Award-winning writers Glorious Piner, Bucknell’s current poet resident, and Elinam Agbo, a new Creative Writing professor, took the stage on the evening of Tuesday, Sept. 12 to showcase their creative talents. They were introduced by Associate English Professor and “West Branch” Editor Joe Scapellato to the attendees in Bucknell Hall.
Piner, a recent graduate of the University of Maryland whose work has been featured in publications like “The American Poetry Review,” stepped into the spotlight first, showcasing a number of poems spanning several years of work. She began with “A Series of Portraits,” which, true to its name, consists of a series of abstract poems mirroring a prose-like structure, each focused on a concrete object or phenomenon.
The poems are, in her words, an “angular exploration” of the “movement between words.” Piner emphasized the associative nature of the poems’ flow and acknowledged that many of her works begin with one subject (ranging from chickens to faces to birds to cocaine) and end with an entirely different, unpredictable one. Each portrait combines elements of contemporary social issues with everything from European history to Greek mythology to Biblical allusion. Often, Piner recontextualized traditional Eurocentric religious staples like the idea of “the word” into a modernized framework.
Following the portraits was the reading of a collection of shorter poems Piner has been working on following her arrival at Bucknell.
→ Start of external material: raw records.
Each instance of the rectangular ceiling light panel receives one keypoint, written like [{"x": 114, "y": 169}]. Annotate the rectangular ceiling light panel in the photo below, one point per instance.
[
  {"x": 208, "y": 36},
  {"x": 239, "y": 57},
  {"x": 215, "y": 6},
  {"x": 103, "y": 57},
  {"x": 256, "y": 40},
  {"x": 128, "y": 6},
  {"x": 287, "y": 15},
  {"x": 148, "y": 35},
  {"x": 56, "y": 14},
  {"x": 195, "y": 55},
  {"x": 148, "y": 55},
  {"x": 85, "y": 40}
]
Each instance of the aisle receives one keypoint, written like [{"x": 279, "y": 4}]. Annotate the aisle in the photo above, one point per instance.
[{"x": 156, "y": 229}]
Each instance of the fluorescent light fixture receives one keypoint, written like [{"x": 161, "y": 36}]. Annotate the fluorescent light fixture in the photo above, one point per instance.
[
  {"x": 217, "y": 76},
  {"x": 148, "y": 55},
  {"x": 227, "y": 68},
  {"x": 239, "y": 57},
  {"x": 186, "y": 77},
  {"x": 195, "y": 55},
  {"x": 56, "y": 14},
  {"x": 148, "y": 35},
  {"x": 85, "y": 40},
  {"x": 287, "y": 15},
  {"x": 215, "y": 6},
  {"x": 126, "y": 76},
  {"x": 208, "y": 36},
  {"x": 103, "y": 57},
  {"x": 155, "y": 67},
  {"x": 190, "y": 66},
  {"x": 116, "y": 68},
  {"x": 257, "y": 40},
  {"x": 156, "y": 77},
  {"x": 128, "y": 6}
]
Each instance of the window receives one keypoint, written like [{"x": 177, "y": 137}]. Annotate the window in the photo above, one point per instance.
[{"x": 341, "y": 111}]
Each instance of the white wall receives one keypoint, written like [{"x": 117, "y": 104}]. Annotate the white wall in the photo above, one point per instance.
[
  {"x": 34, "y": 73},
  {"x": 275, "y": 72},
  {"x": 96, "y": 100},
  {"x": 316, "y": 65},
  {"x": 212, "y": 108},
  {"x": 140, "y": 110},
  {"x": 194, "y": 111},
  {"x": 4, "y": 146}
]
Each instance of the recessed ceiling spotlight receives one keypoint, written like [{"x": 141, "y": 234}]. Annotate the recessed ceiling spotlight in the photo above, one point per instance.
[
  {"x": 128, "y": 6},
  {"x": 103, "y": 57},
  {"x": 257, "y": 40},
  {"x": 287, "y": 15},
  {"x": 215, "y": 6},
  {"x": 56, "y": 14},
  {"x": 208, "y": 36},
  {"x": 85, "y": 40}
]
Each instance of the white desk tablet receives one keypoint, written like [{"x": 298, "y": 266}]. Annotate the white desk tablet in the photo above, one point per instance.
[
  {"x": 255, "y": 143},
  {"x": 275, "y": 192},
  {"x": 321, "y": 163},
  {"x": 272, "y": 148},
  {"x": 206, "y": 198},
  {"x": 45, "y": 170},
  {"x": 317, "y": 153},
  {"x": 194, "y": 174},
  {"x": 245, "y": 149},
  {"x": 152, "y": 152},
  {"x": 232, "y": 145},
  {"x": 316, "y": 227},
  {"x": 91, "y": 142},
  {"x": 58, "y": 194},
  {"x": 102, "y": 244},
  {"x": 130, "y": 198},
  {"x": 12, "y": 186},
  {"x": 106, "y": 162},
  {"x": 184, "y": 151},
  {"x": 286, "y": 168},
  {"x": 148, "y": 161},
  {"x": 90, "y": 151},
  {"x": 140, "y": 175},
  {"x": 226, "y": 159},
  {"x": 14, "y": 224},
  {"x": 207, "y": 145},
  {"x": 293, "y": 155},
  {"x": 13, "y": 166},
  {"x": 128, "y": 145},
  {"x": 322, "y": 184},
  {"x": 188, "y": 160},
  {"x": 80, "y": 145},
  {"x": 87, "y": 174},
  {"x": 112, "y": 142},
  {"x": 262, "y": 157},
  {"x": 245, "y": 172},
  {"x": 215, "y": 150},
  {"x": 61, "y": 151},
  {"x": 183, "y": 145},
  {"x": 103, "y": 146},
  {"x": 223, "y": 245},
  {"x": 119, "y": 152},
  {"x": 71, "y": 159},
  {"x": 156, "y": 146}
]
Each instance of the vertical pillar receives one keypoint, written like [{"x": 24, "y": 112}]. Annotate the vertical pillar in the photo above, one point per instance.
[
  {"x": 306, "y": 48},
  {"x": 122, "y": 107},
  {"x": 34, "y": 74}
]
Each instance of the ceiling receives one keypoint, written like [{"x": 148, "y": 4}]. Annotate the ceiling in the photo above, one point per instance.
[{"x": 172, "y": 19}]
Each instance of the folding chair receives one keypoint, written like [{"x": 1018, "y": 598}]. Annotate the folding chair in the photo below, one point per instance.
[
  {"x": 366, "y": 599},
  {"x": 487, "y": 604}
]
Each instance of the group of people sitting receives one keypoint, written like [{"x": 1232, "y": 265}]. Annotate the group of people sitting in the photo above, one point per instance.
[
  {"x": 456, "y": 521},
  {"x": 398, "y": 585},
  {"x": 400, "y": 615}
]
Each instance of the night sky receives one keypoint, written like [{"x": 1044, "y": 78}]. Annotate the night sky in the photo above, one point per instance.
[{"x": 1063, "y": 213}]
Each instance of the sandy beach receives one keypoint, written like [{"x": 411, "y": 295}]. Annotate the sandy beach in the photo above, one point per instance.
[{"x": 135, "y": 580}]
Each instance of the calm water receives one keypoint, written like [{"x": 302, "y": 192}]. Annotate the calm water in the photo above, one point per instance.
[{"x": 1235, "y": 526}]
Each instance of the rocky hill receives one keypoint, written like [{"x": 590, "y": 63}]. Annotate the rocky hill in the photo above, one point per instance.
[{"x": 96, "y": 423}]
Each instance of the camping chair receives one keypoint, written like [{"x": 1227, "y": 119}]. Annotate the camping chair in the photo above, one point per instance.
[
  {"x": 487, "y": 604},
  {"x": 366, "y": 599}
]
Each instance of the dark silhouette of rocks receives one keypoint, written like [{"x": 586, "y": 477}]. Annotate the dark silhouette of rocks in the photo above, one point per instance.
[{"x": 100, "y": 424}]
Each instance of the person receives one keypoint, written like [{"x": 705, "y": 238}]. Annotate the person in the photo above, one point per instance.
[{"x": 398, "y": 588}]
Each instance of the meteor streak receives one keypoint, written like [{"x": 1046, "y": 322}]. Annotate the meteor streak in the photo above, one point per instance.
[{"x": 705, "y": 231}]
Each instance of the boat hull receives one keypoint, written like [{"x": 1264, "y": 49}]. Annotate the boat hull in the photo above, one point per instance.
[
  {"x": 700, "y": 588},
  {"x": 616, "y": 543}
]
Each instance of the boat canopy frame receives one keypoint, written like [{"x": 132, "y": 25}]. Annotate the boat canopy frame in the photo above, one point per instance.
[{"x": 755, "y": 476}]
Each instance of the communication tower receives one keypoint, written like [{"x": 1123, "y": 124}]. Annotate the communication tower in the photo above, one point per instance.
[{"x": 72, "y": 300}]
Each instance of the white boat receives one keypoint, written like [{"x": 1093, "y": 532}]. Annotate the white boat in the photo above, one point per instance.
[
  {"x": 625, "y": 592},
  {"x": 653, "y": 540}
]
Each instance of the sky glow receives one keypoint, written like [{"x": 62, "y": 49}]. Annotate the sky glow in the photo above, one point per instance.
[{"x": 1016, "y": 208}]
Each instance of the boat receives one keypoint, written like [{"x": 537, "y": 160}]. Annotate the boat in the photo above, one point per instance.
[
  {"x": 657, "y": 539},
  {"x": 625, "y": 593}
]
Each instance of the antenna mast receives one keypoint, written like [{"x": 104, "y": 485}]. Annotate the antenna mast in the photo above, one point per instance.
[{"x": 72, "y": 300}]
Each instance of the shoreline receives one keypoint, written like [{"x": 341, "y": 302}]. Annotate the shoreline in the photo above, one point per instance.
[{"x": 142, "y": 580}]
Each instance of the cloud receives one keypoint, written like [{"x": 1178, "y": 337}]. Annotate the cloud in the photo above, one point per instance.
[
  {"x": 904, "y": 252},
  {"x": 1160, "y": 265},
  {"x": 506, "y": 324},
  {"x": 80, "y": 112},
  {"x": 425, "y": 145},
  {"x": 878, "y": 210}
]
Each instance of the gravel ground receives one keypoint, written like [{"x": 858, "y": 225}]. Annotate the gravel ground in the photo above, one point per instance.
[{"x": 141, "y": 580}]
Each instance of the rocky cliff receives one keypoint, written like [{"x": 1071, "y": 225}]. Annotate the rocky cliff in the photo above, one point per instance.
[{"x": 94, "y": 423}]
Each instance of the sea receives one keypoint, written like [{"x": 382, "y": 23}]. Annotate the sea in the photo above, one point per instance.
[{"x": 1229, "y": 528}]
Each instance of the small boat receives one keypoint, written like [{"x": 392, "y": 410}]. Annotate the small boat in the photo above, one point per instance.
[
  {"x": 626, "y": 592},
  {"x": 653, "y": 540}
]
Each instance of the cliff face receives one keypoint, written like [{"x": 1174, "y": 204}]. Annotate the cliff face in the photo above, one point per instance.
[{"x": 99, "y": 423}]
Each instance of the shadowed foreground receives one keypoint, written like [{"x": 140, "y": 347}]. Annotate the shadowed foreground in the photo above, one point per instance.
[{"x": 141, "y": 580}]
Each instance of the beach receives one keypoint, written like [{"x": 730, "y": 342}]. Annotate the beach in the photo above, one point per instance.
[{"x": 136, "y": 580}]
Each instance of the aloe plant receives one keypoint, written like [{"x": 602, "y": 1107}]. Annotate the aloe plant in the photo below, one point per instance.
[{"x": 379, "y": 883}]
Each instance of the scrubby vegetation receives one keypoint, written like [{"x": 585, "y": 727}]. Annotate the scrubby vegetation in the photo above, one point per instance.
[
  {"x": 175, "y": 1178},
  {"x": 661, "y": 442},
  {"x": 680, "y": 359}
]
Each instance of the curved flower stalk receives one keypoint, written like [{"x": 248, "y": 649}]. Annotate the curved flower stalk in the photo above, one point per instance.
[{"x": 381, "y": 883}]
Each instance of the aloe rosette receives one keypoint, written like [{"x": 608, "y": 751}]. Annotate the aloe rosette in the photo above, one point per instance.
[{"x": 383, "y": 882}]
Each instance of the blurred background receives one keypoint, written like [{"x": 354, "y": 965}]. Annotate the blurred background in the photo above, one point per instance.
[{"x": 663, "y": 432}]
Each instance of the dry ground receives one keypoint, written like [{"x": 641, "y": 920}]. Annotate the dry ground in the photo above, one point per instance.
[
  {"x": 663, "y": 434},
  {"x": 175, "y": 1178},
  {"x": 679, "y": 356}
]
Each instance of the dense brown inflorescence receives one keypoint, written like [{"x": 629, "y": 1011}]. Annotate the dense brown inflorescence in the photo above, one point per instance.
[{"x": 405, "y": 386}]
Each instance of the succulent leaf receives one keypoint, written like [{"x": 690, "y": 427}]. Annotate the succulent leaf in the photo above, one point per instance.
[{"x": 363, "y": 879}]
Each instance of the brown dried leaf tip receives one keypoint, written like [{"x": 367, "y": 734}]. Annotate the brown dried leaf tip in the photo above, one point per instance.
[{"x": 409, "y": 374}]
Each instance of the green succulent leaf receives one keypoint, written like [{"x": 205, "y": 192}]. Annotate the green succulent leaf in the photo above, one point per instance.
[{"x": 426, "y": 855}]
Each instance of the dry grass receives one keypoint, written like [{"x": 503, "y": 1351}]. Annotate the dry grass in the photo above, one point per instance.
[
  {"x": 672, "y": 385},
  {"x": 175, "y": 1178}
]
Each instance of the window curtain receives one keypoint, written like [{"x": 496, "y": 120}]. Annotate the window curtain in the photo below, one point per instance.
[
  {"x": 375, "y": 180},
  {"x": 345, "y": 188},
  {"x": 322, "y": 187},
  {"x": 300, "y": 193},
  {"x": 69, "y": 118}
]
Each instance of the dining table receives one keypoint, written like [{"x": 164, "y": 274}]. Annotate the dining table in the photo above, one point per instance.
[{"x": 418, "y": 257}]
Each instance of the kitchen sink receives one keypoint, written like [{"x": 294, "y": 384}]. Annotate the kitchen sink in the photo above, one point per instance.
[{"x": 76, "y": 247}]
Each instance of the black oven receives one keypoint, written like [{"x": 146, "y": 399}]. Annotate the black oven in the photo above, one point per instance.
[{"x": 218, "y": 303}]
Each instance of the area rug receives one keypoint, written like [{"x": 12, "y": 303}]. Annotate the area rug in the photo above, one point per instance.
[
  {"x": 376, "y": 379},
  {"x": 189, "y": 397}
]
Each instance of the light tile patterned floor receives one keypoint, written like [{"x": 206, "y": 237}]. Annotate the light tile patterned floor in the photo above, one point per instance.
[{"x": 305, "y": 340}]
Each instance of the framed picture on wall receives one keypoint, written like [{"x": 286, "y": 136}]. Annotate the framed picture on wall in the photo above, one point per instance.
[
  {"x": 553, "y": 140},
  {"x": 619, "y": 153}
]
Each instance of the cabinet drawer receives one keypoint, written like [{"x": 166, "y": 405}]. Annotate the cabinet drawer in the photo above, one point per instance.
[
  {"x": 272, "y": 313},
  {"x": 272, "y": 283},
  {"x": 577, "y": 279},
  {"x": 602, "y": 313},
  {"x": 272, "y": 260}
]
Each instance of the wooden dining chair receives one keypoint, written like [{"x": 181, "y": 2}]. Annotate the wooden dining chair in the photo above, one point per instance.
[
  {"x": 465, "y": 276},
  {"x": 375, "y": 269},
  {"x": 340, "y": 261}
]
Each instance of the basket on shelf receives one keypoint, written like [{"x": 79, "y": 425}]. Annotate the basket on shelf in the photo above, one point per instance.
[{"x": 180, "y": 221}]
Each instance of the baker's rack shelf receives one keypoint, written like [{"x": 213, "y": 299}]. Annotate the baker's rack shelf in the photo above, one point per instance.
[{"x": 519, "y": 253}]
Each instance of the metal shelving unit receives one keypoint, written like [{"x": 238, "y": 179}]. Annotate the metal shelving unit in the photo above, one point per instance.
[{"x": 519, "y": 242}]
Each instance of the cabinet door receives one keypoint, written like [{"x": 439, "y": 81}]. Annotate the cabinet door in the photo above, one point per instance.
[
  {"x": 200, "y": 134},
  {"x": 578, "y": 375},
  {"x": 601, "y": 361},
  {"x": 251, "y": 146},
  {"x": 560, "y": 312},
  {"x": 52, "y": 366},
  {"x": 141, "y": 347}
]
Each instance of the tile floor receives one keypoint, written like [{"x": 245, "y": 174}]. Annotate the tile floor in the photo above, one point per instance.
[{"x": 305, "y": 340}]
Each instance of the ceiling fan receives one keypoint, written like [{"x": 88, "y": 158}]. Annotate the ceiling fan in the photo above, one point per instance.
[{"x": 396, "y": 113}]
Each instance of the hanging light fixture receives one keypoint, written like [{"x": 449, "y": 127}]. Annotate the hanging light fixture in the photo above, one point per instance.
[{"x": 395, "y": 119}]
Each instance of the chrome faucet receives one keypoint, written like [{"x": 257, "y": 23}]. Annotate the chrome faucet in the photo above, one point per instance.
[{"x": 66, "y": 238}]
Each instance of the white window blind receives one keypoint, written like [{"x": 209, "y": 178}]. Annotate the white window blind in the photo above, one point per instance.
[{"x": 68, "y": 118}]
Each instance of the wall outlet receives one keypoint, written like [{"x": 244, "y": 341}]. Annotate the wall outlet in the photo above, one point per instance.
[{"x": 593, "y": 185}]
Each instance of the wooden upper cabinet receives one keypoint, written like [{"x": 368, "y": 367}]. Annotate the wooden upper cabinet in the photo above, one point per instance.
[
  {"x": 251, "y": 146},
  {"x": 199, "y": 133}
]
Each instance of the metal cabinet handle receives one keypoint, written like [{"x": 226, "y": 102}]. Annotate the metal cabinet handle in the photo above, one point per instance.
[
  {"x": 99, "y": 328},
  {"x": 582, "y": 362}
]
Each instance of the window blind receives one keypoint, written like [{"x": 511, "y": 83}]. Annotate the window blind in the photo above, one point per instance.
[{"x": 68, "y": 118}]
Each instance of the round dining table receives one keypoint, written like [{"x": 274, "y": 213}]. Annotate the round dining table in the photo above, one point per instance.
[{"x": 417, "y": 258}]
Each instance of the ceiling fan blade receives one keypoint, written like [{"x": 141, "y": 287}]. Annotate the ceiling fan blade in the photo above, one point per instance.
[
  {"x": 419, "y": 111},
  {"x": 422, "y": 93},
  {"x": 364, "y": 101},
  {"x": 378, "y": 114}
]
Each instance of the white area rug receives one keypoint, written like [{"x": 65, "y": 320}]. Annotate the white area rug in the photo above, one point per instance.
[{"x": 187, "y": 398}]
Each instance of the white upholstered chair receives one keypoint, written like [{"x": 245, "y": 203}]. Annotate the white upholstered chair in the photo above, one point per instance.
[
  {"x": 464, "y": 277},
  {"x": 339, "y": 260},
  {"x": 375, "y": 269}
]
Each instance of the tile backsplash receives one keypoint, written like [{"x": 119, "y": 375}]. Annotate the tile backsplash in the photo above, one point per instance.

Self-described as a series rooted in “romanticism,” Piner chose to focus these poems on more abstract, nature-based subject matter, reflecting an approach similar to that of previous Bucknell poet in residence Mary Oliver (1985-86). Piner lent her own personal touch to these poems; she relates wildlife to the human condition, often placing “peaceful” and “natural” creatures or settings into sharp contrast with the reality of damaging human intervention. One such intervention positions a small bird, helpless, against a storm drain—a striking mental image that reinforces the overarching thematic grapple with death that Piner weaves throughout the entirety of her works.
Next to the podium was 2021-23 Kenyan Review Fellow and University of Michigan graduate, Elinam Agbo. Born in Ghana and raised in Kansas, Agbo has gathered a wide range of inspiration and experience that she incorporates into her work. She harbors interest in fiction of many kinds, including transnational and African diasporic literature, as well as coming-of-age narratives. Agbo is currently in the process of crafting stories and novels that fit into several of those categories.
Agbo presented the audience with one of her short stories, entitled “Sorry for Your Loss” and originally published in 2020 in the ninth issue of “The New Territory.” The story deals with themes of grief, loss and death, and explores how those feelings af fectemotions, worldviews and even settings. One can argue that “Sorry for Your Loss” is a ghost story committed to the exploration of the space a ghost occupies when there is no real ghost to hold on to. The story also touches on the more isolating realities of immigration and assimilation, presenting Agbo’s talents and her ability to merge multiple complicated subjects into one compact, meaningful read.